リュカのヘルメス隊が、強制管制に引かれかけた機体を誘導する。
『右! 右へ! そっちは中核じゃなくて巻き添えコースです!』
クラウスが記録する。
『通常軍回線、手動維持。インペリウム管制、拒否継続』
レオンはインペリウムを見た。
「帝国軍は、お前の盾ではない」
エリシオンの防壁が、中央GD部隊の突撃を押し留める。
防衛管制室では、リゼルが中枢防衛網の暴走停止を続けていた。
「本国防衛砲台、第六群、照準補助停止。第八群、民間区画側射線固定。カルディア・ベイの搬出ラインを再起動させるな」
技術官が叫ぶ。
「インペリウムが再度、統合照準を要求しています!」
「拒否。皇帝府停止命令、退避路保護規定、通常軍手動指揮を重ねて承認しろ」
「防衛効率がさらに低下します!」
「今は効率ではなく、被害を出さないことが防衛だ」
リゼルは端末から目を離さない。
敵に情報を渡す。
通常軍の手動判断を認める。
ルクス側の突入路を、結果的に支える。
どれも、以前の帝国中枢なら認めなかった判断かもしれない。
だが、今インペリウムへ全てを渡せば、帝国は命令の形へ戻る。
それだけは避けなければならない。
「中核防壁周辺の砲台線を外せ。

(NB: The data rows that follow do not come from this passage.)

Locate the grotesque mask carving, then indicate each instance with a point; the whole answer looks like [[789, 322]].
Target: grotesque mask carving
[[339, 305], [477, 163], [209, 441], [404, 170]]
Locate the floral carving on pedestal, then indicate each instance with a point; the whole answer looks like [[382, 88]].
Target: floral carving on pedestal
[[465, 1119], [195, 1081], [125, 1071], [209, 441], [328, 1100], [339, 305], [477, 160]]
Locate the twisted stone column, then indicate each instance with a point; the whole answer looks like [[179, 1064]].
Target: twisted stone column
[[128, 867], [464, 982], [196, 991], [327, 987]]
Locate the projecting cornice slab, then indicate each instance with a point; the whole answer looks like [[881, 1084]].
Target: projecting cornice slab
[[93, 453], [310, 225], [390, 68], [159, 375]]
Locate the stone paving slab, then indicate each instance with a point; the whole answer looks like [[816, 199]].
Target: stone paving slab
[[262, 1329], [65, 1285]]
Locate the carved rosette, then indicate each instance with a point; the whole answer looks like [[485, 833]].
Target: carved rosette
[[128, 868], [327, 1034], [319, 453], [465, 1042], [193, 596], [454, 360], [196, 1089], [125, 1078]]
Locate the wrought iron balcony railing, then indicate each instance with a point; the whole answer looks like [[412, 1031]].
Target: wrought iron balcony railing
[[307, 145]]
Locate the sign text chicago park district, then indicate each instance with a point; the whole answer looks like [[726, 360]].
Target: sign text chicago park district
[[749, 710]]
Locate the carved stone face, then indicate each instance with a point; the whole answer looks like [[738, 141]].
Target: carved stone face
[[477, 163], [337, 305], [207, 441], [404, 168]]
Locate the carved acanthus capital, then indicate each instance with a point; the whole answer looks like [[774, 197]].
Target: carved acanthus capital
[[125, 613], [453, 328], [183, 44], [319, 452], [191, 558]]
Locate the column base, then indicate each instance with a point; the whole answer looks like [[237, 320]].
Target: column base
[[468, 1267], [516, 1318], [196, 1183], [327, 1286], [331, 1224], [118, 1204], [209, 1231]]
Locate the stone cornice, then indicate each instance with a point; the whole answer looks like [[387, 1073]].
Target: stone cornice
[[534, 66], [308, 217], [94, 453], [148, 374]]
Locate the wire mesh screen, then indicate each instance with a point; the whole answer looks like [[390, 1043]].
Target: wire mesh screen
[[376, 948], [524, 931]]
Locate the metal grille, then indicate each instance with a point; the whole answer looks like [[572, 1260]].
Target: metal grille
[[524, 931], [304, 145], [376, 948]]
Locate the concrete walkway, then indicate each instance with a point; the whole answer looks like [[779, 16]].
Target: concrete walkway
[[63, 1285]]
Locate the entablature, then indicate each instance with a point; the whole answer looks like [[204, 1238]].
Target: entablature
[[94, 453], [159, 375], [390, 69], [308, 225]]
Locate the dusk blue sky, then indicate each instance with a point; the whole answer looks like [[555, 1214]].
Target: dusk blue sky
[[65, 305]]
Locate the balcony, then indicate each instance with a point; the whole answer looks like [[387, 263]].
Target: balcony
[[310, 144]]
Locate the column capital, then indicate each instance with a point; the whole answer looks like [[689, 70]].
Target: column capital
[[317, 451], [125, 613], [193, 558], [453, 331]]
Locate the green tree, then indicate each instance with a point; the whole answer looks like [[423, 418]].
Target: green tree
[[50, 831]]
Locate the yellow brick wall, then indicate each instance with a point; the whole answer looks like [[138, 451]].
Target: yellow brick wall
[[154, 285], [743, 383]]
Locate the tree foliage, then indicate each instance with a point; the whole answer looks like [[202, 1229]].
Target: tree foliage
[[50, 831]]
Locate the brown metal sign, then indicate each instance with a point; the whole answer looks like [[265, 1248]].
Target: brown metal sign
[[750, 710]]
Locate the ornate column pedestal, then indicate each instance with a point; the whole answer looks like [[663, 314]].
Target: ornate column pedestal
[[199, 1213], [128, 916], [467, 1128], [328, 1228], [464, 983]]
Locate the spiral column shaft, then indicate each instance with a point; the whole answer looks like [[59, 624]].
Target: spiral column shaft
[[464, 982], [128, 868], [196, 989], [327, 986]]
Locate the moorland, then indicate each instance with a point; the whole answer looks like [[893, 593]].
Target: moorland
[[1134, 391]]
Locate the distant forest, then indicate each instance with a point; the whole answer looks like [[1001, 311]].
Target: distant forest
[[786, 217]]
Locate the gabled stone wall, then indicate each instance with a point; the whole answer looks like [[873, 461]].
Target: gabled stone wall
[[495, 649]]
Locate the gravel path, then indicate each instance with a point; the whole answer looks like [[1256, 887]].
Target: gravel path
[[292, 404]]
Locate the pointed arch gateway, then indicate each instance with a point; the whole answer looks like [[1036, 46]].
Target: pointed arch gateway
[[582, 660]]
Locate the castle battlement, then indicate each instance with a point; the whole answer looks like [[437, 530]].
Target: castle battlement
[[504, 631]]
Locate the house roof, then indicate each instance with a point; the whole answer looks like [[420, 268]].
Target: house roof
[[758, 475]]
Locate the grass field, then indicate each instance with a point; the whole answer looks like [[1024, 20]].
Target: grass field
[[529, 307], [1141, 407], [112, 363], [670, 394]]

突入路へ撃つな」
リゼルは言った。
「インペリウムを守るために、ネメシアを撃たせるな」
全ての役割が重なった。
ナユが本命を示す。
セラが一点を撃つ。
レイとリンが外殻を切り開く。
ユイが命令層残滓の線だけを切る。
ミオが空白を受け取り、帰還線を残す。
レータとアミィが照合波と再同期波を受け止める。
イリスが命令ではない記録を重ねる。
カイルが外部防衛網を抑える。
レオンが通常軍を奪わせない。
リゼルが防衛網を暴走させない。
ジンが主砲を封じ、破壊ではなく停止の作戦として指揮を通す。
インペリウムは、全てを命令で繋ごうとした。
だが、その場にある全ては、命令ではなく、それぞれの判断で繋がっていた。
裂け目が広がる。
中核への道が、数秒ではなく、突入できる幅へ変わる。
カイトは、アルタイル・ノヴァ・ブレイスを前へ出した。
ユイの声が届く。
『カイト、道が開きました』
ミオの声が続く。
『帰る道も、残してる』
アミィの声。
『照合波は、抑えています』
イリスの声。
『記録は、命令ではありません』
ナユの声。
『本命は、その先です』
カイトは、息を吸った。
目の前には、インペリウム中核への進路がある。
黒金の巨体の奥。
帝国が命令で守ろうとした最後の形の、中心。
そこへ届く道が、全員の判断で開かれた。
カイトは操縦桿を握り直す。
「届いた」
アルタイル・ノヴァ・ブレイスが、裂け目へ向けて進む。
「あとは、止めるだけだ」
インペリウム中核への進路が開いた。